Wright also argues that the officers did not have reasonable suspicion to detain him in the parking lot. The uniformed officer's act of shining a spotlight on Wright's car was not a seizure, United States v. Lawhorn , 735 F.3d 817, 820 (8th Cir. 2013), and Wright does not claim that the officer effected a seizure by blocking Wright's SUV with the squad car. Cf. United States v. Tuley , 161 F.3d 513, 515 (8th Cir. 1998). Therefore, no suspicion was required at the point of the initial conversation between Wright and the uniformed officer. Once the uniformed officer detected an odor of marijuana coming from Wright's person, the officer had probable cause to arrest Wright and, a fortiori , reasonable suspicion to detain him for further investigation. United States v. Perdoma , 621 F.3d 745, 749 (8th Cir. 2010).
In any event, the police had ample reasonable suspicion to justify an investigative stop of Wright in the parking lot. They received a tip from a known confidential informant that Brown and Wright would be traveling to Chicago to obtain drugs. They independently verified the details of the tip through surveillance of the SUV when it arrived at Brown's residence, departed the area eastbound on Interstate 80, and returned to Davenport and Brown's residence after a period of time that would have accommodated a round trip to Chicago. See Draper v.

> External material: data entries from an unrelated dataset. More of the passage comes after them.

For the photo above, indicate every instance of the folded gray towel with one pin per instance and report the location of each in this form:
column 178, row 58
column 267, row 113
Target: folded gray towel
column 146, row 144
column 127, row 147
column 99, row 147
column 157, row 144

United States , 358 U.S. 307, 313, 79 S.Ct. 329, 3 L.Ed.2d 327 (1959). The police also saw Wright and Brown act in a manner consistent with drug trafficking when they rummaged around in the back of Wright's vehicle for several minutes at Brown's residence before Brown took a duffel bag into the house. Wright also drove away from the residence and conducted possible countersurveillance maneuvers until arriving at a location that was known to be associated with drug activity.
Wright complains that the officers lacked probable cause to search his vehicle in the parking lot, but the smell of burnt marijuana and the presence of a marijuana cigar in plain view through the window were sufficient to justify a search for drugs. United States v. Walker , 840 F.3d 477, 483–84 (8th Cir. 2016). No warrant was required for search of the vehicle, Carroll v. United States , 267 U.S. 132, 153, 45 S.Ct. 280, 69 L.Ed. 543 (1925), and because the police had probable cause to look for drugs, they properly could search the glove compartment as a place that could conceal the object of their search. See Wyoming v. Houghton , 526 U.S. 295, 301, 119 S.Ct. 1297, 143 L.Ed.2d 408 (1999).
In a submission pursuant to Rule 28(j), Wright suggests that officers unlawfully searched his pockets to obtain a key that they used to unlock the SUV. See United States v. Craddock , 841 F.3d 756 (8th Cir. 2016). Wright did not raise this argument in the district court or in his opening brief on appeal, and it is therefore not properly before us. We note, moreover, that before the key was seized, police had probable cause to arrest Wright based on the odor of marijuana coming from his person, see Perdoma , 621 F.3d at 749, and it is permissible to search an arrestee's person incident to an arrest. Chimel v. California , 395 U.S. 752, 763, 89 S.Ct. 2034, 23 L.Ed.2d 685 (1969). That the search of Wright's person for the key preceded the formal arrest does not make the search unlawful under those circumstances. See Rawlings v. Kentucky , 448 U.S. 98, 111, 100 S.Ct. 2556, 65 L.Ed.2d 633 (1980) ; United States v. Chartier , 772 F.3d 539, 546 (8th Cir. 2014) ; United States v. Jenkins , 496 F.2d 57, 73 (2d Cir. 1974).
For these reasons, the district court properly denied Wright's motion to suppress, and the judgment of the district court is affirmed.